Libraries around the country continue to struggle to meet the needs of patrons through the expanded use of technology. That struggle just got a bit harder. In recent news, many publishing houses are now placing restrictions on the lending of e-books to library patrons. In the past, we’ve commented on public libraries that are now offering e-book downloads to patrons using their library account. Unfortunately, at a recent library conference, it was announced that major trade publishers have agreed to offer their e-book content for lending – but with restrictions. These restrictions limit the means by which patrons may access online content, in many cases requiring a patron to be on-site in order to download e-book material. Additionally, availability is severely limited and some publishers are now requiring that only one copy may be checked out at a time. We’ve seen this before. This type of enforcement is similar to the type of restrictions in place for music and movie sharing.
Not all publishers, however, are on board. Several will continue to provide access to their e-books without these types of controls. According to Springer-Verlag (an international publisher in science and technology):
“Libraries buy direct from us and they own the content,” says the publisher’s director of channel marketing George Scotti. “Once users download content, they can give it out, share, whatever. They own it. Some of our competitors are afraid to do this, but we say, free the content.”
That’s good to hear. As the article states, library systems make up only about 4% of book sales. It’s, therefore, unlikely that the lending of e-content would have a significant impact on the publishing industry.

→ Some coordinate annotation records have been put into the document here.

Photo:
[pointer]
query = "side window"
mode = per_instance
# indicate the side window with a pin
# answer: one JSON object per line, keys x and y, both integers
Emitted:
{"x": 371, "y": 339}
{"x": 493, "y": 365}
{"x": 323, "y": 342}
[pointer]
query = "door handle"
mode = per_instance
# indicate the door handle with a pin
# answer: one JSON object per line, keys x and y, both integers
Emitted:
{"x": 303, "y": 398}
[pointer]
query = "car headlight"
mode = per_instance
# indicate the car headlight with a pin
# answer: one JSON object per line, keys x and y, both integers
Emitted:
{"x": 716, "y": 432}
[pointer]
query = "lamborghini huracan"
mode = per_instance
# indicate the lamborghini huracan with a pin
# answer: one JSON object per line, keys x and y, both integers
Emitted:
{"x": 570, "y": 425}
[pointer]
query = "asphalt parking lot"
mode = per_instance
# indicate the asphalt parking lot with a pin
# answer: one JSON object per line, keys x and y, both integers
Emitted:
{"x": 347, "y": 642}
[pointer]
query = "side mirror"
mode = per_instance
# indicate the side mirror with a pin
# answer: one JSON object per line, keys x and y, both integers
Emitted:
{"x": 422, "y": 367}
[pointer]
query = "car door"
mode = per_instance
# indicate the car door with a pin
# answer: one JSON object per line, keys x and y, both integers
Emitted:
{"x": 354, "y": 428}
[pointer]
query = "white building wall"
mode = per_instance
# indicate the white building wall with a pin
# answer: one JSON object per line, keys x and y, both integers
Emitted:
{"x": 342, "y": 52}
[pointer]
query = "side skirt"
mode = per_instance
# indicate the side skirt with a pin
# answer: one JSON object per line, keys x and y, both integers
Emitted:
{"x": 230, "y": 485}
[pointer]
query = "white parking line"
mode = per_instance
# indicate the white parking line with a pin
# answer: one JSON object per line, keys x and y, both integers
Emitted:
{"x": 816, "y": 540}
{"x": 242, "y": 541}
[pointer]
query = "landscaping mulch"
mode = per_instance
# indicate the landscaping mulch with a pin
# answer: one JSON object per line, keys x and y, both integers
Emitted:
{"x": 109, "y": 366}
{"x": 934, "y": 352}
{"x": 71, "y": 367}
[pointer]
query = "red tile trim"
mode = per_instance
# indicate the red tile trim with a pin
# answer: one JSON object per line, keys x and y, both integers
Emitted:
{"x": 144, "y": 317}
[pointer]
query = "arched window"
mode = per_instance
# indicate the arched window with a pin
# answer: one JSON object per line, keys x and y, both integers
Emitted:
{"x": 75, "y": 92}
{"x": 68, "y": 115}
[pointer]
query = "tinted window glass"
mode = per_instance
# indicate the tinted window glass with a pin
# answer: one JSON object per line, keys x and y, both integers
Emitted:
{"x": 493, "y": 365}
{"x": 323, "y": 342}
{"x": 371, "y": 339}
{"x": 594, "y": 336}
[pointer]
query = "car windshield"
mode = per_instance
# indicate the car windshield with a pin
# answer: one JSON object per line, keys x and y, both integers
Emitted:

In related digital news, it was recently announced that U.S. News and World Report will discontinue its monthly print publication to move entirely to a digital model. The last print issue will publish in December. This is a major milestone. U.S. News & World Report dates back to 1948. The shift to all digital content signals major changes in the publishing industry – primarily in the dominant way in which we access and engage content. It’s likely that other publications may soon follow suit- abandoning print altogether, and opting for a more flexible and efficient digital model.
Beginning in 2011, readers can find the magazine electronically, on their iPad or Android-based devices – perhaps even lent to you in e-form through your local library.